On New Year’s Eve, as a matter of tradition, she’d buy a special hors d’oeuvre basket, the kind that came filled with blocks of cheese, smoked oysters in a tin, and different kinds of salami. She’d invite my dad’s sister Francesca over to play board games. We’d order a pizza for dinner and then snack our way elegantly through the rest of the evening, my mom passing around trays of pigs in a blanket, fried shrimp, and a special cheese spread baked on Ritz crackers. As midnight drew closer, we’d each have a tiny glass of champagne.

Michelle Obama, Becoming (New York: Crown, 2018).
I thought about this passage (from a book I’ve just started) after reading a Gothamist report on people spending the day and night standing and waiting in Times Square while wearing Depends — or while not wearing Depends. Good luck with that. I vote for spending the night in a warm house with those you love.

New Year’s Eve 1918

New Year’s Eve in 1916 and 1917: pretty quiet in New York City. I would have imagined that the first New Year’s Eve to follow the end of the Great War was noisy. No:


[“Just Enough Noise to Wake Baby Year: Outdoor Celebration Pales by Comparison with Times Sq. on Armistice Night.” The New York Times, January 1, 1919.]

How to clear your place

Alert facilitator that you are done with your meal: “Go.” Wait for assistance.

Once free and standing, take plate from facilitator. Grasp plate in both hands. Make sure that facilitator has taken wastebasket out from under-sink cabinet. Walk toward wastebasket.

Hold plate high. High, high, high. All the way up. That’s it. All the way up. Yay!

Tip plate to drop food into wastebasket, or onto floor. Uh-oh!

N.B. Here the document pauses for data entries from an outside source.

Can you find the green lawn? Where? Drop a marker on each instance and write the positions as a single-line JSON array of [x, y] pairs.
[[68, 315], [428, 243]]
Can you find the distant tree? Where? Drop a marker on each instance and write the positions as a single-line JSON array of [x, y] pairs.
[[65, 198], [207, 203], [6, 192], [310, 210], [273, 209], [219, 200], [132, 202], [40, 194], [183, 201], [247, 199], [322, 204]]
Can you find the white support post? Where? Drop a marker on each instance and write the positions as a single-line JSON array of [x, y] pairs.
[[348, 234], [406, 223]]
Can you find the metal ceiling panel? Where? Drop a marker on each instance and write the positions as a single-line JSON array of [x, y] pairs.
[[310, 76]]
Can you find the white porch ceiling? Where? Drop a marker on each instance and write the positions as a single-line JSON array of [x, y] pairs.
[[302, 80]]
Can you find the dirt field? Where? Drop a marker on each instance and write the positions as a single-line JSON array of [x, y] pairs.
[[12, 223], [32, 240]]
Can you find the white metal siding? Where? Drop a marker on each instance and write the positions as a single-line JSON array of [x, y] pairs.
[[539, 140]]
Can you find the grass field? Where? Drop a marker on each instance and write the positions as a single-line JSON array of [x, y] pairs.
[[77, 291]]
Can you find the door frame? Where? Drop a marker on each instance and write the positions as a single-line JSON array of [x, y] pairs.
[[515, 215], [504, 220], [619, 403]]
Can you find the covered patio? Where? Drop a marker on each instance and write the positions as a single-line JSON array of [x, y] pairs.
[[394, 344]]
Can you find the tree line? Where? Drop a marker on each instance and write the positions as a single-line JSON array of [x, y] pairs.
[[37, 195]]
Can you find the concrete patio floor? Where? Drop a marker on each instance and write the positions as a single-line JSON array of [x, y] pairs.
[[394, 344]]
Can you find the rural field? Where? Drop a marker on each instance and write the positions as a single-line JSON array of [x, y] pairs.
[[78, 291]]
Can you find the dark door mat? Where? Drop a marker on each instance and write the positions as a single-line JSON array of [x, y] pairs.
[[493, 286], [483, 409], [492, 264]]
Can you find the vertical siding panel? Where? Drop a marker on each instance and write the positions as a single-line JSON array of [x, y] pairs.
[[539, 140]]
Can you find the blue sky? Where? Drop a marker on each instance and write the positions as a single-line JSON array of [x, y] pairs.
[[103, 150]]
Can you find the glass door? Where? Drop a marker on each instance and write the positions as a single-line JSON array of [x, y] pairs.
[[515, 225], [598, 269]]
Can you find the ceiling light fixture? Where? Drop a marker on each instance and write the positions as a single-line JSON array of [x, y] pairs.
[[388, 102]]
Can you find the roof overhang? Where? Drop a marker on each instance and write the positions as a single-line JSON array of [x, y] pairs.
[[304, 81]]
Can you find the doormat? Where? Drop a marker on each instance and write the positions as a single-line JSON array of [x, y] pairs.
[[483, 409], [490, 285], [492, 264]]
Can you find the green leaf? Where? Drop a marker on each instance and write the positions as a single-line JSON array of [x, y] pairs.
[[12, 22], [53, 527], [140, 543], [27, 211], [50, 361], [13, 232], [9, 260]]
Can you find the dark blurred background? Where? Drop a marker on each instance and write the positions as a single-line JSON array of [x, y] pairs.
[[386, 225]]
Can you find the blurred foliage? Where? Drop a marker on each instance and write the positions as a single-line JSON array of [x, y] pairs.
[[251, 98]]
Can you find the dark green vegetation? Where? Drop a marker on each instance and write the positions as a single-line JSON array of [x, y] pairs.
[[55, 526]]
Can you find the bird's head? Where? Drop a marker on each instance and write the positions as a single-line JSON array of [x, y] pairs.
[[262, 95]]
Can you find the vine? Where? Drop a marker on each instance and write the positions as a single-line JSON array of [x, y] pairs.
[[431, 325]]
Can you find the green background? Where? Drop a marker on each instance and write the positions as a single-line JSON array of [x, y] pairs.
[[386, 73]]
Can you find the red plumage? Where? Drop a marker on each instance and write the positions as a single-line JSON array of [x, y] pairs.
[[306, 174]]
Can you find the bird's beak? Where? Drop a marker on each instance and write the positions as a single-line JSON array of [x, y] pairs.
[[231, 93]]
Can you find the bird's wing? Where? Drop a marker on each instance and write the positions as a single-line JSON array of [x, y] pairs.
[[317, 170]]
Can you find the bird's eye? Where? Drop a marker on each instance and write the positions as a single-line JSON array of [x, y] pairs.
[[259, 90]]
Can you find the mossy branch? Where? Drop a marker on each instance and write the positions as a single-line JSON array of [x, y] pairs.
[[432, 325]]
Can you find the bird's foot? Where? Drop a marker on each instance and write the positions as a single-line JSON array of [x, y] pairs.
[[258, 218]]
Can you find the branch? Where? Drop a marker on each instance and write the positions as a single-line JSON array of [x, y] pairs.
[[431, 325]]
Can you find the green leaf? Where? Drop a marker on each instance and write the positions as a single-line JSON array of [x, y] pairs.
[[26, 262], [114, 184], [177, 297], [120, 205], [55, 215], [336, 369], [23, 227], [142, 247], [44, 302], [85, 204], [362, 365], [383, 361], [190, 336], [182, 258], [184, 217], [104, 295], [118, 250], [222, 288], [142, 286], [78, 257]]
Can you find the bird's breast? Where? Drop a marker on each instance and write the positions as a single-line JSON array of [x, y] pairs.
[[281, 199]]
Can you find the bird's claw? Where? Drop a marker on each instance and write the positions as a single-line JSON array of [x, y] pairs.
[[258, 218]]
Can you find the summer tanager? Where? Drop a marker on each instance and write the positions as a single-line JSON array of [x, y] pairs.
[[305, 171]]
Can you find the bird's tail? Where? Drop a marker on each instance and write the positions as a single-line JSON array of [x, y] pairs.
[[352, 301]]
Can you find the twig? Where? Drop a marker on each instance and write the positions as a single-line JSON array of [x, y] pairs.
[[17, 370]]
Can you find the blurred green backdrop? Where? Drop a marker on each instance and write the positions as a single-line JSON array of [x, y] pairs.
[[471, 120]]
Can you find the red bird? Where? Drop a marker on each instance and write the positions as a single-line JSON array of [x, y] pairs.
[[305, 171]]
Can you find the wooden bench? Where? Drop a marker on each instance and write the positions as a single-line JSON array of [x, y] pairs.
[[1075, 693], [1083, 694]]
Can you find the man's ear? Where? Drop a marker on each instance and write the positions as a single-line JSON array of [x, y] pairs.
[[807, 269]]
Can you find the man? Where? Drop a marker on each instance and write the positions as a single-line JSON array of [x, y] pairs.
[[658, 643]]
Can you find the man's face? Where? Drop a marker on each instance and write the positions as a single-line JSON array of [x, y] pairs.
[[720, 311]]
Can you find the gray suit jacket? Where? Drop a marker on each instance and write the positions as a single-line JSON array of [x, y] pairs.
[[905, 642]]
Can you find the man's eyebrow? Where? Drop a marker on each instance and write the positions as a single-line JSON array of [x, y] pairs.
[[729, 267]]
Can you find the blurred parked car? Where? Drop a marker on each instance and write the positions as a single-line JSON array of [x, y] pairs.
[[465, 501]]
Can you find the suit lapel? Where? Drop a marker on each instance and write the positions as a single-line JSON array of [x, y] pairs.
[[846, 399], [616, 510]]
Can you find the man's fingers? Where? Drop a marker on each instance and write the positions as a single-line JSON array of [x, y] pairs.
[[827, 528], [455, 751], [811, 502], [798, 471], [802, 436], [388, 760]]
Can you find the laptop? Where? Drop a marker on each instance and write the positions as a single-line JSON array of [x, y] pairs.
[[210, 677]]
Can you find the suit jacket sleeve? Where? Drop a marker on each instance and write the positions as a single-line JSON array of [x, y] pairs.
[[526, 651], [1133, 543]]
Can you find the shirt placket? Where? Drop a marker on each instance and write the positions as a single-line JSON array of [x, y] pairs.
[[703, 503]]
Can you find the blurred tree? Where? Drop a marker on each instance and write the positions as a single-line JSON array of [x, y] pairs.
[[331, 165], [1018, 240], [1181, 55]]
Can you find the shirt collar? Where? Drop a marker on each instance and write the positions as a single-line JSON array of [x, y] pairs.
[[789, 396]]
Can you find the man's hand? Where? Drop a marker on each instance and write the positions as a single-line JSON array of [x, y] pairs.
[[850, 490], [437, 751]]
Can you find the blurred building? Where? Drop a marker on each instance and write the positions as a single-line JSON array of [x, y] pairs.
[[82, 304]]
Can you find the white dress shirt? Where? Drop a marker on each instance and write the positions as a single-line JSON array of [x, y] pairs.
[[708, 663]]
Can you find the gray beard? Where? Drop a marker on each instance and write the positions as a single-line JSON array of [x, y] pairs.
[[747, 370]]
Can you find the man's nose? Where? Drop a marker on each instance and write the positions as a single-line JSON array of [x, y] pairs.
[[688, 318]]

Wait for assistance. A piece of bagel on floor? Pick up! Enjoy! Facilitator will place any other floor food in basket before returning basket to cabinet.

Push cabinet door shut. Yay! Good job! Wait for applause.

Smile.

[That’s how our granddaughter Talia, fourteen months old, does it. YMMV. Thanks to Rachel for reminding me about the bagel.]

Sunday, December 30, 2018

MSNBC, sheesh

A chyron: “Mueller subpoena’s unknown corporation owned by unknown country.”

Related reading
All OCA sheesh posts (Pinboard)

[Subpoena’s may be a genuine possessive and not an ill-formed verb (“The corporation named in Mueller’s subpoena is owned by,” &c.). That aside, the corporation and country are not unknown. They are as yet unidentified.]

Out of copyright

From The New York Times:

This coming year marks the first time in two decades that a large body of copyrighted works will lose their protected status — a shift that will have profound consequences for publishers and literary estates, which stand to lose both money and creative control.

But it will also be a boon for readers, who will have more editions to choose from, and for writers and other artists who can create new works based on classic stories without getting hit with an intellectual property lawsuit.
Works by Willa Cather, Robert Frost, Marcel Proust, and Wallace Stevens are among those falling out of copyright. The challenge for many readers will be to find trustworthy non-sketchy editions. Amazon makes that task more difficult than it should be. A bookstore might be a better place to look.

A related post
Mount Proust (Shaped by copyright law)

Saturday, December 29, 2018

Today’s Saturday Stumper

Today’s Newsday Saturday Stumper, by Andrew Bell Lewis, is a true Saturday. Not especially tricky, but difficult, for sure. A fine value in puzzling.

Three clues that I especially liked for their novelty: 1-Across, nine letters, “Felonious pier group.” 5-Down, eleven letters, “Timberlake wore them as a teen.” And 13-Down, ten letters, “Start of many a mechanical invention.”

No spoilers: the answers are in the comments.